Demand for hybrid vehicles is in the doldrums. Toyota Prius sales are down 49.5% for the Jan. 1 to April 30 period, and Toyota has been offering discounts on the model to clear inventory ahead of the launch this month of a redesigned 2010 Prius. Honda sold just 2,096 of its new Insight hybrids in April, the first full month after its formal launch. Honda Civic hybrid sales are down 26% for the year, and at the current pace will struggle to crack 30,000 vehicles for the year -- a pittance even in today's depressed market.
At $2 a gallon for regular unleaded, the most-enthusiastic purchasers of hybrids are governments and corporations eager to wear green.
As for plug-in hybrids, the costs remain daunting for major car makers on both sides of the Pacific. Toyota Motor Corp. has said it plans to offer a test fleet of about 150 plug-in versions of its Prius model to certain fleet customers next year. It's a tentative, toe-in-the-water approach that reflects Toyota management's uncertainty about the technology -- and about the robustness of demand.
The Chevy Volt, GM's plug-in, won't go on sale until late 2010. But whether that car will be "affordable" at an estimated $40,000 depends on who you are. The Obama administration's automotive task force delivered its opinion of the Volt in blunt terms in a March 30 report: "... while the Chevy Volt holds promise, it will likely be too expensive to be commercially successful in the short-term."
Around the world, other governments aren't shy about pushing consumers toward certain choices. China has encouraged consumers to buy more-efficient cars by recently halving the purchase taxes levied on vehicles equipped with engines smaller than 1.6 liters displacement, while sharply increasing taxes assessed on cars with engine displacements larger than 3.0 liters. The result has been a surge in sales of smaller cars with smaller engines -- just what the government wanted.
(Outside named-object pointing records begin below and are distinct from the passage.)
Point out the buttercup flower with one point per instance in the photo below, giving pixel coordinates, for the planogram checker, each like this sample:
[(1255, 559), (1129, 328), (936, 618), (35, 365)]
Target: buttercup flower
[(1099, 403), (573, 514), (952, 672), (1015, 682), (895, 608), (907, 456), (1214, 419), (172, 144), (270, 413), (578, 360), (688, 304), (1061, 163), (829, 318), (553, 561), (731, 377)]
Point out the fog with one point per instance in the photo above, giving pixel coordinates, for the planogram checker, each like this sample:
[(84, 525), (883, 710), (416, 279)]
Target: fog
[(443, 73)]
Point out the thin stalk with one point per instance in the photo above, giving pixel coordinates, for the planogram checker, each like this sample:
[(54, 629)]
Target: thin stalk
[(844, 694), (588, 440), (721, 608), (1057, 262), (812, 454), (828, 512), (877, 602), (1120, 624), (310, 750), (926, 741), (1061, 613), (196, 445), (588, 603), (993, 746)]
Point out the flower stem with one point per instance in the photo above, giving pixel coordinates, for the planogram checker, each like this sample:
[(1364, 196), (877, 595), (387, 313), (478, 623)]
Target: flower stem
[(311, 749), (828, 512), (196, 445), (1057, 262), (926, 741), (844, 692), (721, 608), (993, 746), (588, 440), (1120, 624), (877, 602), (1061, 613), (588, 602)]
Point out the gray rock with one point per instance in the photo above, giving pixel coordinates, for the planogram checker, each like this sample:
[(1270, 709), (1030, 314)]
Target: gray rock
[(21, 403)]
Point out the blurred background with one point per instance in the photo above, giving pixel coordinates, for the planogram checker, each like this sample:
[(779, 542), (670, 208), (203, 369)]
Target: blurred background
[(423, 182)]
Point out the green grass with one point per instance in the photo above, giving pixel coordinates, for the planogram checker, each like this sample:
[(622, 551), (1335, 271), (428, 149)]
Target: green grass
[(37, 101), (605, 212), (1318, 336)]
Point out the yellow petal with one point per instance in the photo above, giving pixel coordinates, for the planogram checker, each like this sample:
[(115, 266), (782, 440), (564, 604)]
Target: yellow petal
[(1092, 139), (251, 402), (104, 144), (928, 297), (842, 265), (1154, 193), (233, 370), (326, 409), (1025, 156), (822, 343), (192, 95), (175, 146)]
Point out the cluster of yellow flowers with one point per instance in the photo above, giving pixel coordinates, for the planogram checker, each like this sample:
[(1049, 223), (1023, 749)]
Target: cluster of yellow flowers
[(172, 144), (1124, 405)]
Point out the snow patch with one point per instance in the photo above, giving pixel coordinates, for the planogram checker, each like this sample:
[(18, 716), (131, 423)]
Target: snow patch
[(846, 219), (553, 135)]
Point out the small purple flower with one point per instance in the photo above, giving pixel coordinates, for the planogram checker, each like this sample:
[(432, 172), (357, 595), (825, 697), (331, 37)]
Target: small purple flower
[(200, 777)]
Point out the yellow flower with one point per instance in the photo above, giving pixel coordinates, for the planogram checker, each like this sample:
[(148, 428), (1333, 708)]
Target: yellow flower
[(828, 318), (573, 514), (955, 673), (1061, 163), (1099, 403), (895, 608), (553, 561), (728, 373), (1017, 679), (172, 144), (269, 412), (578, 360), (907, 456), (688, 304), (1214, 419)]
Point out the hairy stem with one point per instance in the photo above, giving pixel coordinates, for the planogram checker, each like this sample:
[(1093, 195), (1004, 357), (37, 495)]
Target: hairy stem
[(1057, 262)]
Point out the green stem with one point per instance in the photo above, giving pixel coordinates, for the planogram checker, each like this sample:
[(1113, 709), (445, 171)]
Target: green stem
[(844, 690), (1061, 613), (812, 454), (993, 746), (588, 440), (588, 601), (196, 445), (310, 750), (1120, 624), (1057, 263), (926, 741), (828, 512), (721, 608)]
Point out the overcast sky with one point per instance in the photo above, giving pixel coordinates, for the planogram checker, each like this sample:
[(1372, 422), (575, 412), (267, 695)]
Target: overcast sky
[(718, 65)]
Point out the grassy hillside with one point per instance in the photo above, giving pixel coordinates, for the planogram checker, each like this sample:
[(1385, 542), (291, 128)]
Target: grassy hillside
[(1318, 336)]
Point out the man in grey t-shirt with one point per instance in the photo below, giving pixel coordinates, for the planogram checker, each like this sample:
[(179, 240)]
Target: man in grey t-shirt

Europe uses high fuel taxes and other means to push consumers to pay higher prices for smaller vehicles. Fiat SpA, Chrysler's new industrial partner, sells a cuddly little minicar called the Fiat 500. I went to a U.K. Web site and configured a red one with a 1.20-liter "stop start" gasoline engine, an Italian flag stripe down the side and an electric sunroof. Fiat will throw in access to software that I can download and use to get readouts on the mileage and greenhouse-gas emissions of my car.
Asking price for my little red "green" car: £11,950, or about $17,900. That's what I'd expect to pay for a midsize car in the U.S., after discounts. But in the U.K., higher fuel costs make buying a Fiat 500 more sensible -- though not necessarily one with a stripe.
U.S. car makers have lobbied for higher gas taxes as the simplest way to push consumers into high-mileage cars. The Obama administration is betting on a different approach: Leave gas taxes alone, and instead invest government money in advanced battery development, offer tax breaks of up to $7,500 on hybrids and mandate tougher mileage standards to force car makers to use new fuel-saving technology. Washington now has a big financial stake in getting this right, or billions in public money plowed into Chrysler and GM could be vulnerable to energy markets.
This is probably why Mr. Obama sounded so sincere when he said, "I don't want to run auto companies."